When reviewing code, the first step is to know what has to be checked, and what will be considered for fixing. There are lots of considerations to be taken into account, and it is often difficult to both agree on which code smells to check, and to collect all of them in the same time. ClearPHP aims at solving this last problem : collect all recommendations, and have them available as a reference.
A reference for good code
Sources of inspirations for rules included in clearPHP are several
- PHP manual itself. It has its own recommendations, such as the userland naming rules, Comparison (big warning about floating point comparison), or warnings about strpos() and friends.
- PHP version migrations, also detailed in the appendices of the manual. They require a dose of code review.
- Computer science recommendations, such as the classic for optimization (for($i = 0 ; $i < count($array) ; $i++) {…}
- Performances and security recommendations. Those tends to be presented with general concepts. ‘filter input, escape output’ is always a good recommendation, but it may be difficult to understand how to apply it.

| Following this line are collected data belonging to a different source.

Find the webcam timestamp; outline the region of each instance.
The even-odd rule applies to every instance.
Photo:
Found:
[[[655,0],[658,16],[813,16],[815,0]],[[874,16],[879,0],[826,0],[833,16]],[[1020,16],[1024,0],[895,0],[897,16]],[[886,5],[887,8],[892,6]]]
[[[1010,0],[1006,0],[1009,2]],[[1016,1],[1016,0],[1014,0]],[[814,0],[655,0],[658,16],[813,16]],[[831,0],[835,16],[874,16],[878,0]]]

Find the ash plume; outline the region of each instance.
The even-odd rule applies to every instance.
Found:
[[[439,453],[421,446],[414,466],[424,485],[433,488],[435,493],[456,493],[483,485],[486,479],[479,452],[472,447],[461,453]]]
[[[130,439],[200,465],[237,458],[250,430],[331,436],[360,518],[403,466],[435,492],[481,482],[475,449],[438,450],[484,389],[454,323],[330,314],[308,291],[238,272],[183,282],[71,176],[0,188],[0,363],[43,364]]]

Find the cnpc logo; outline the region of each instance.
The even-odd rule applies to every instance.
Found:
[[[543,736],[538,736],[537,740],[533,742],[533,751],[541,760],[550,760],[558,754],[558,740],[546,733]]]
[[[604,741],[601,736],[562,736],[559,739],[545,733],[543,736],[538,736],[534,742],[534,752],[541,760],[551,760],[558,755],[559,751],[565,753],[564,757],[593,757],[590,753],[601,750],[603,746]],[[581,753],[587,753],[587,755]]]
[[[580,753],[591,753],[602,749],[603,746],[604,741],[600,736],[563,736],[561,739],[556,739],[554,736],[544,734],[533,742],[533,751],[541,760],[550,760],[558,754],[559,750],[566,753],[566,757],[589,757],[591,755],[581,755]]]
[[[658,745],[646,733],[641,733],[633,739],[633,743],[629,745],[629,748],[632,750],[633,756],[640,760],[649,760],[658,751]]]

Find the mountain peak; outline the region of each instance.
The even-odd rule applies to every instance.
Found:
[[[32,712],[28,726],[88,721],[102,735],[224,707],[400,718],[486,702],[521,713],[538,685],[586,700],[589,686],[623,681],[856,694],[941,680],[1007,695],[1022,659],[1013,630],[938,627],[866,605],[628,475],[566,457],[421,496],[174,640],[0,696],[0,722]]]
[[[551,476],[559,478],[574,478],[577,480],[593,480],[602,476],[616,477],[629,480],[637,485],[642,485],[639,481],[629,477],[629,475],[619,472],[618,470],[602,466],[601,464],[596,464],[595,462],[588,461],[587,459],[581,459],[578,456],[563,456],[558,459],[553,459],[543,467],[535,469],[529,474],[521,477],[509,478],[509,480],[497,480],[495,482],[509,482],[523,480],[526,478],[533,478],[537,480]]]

- Experience gained from reviewing code, discussing with community and other fellow developers.
Code smells, not coding convention
Currently, code audits will use coding convention, which focuses on how the code is written. That means variable naming scheme, indentation, operator’s spacing, etc. Some of the rules listed here will arguably fall into this category, though clearPHP reference aims at referencing code smells rather than coding conventions. For example, bracketless control structure are considered as coding convention, and is also part of this reference as a bug source.
On the other end, checking code for cleanness stops when it reach conception choices. Those choices are made in relation with the business logic or a higher level of abstraction. This is were features and bugs are sorted out. At that point, the influence of auditing coding is limited.
Choose your own reference
Such reference will be quite big. It is already and keeps growing. It is impossible to apply all those rules at the same time : first because it will take too long to apply ; secondly, because rules might be contradictory. This is not critical, as choosing a set of them is the most important. It capture the spirit of coding for one product or application. You are encouraged to choose any set of rules that you feel will apply, and just ignore the rest.
ClearPHP is a work in progress, and PR on github will be welcome, so as discussions about the content itself. Enjoy.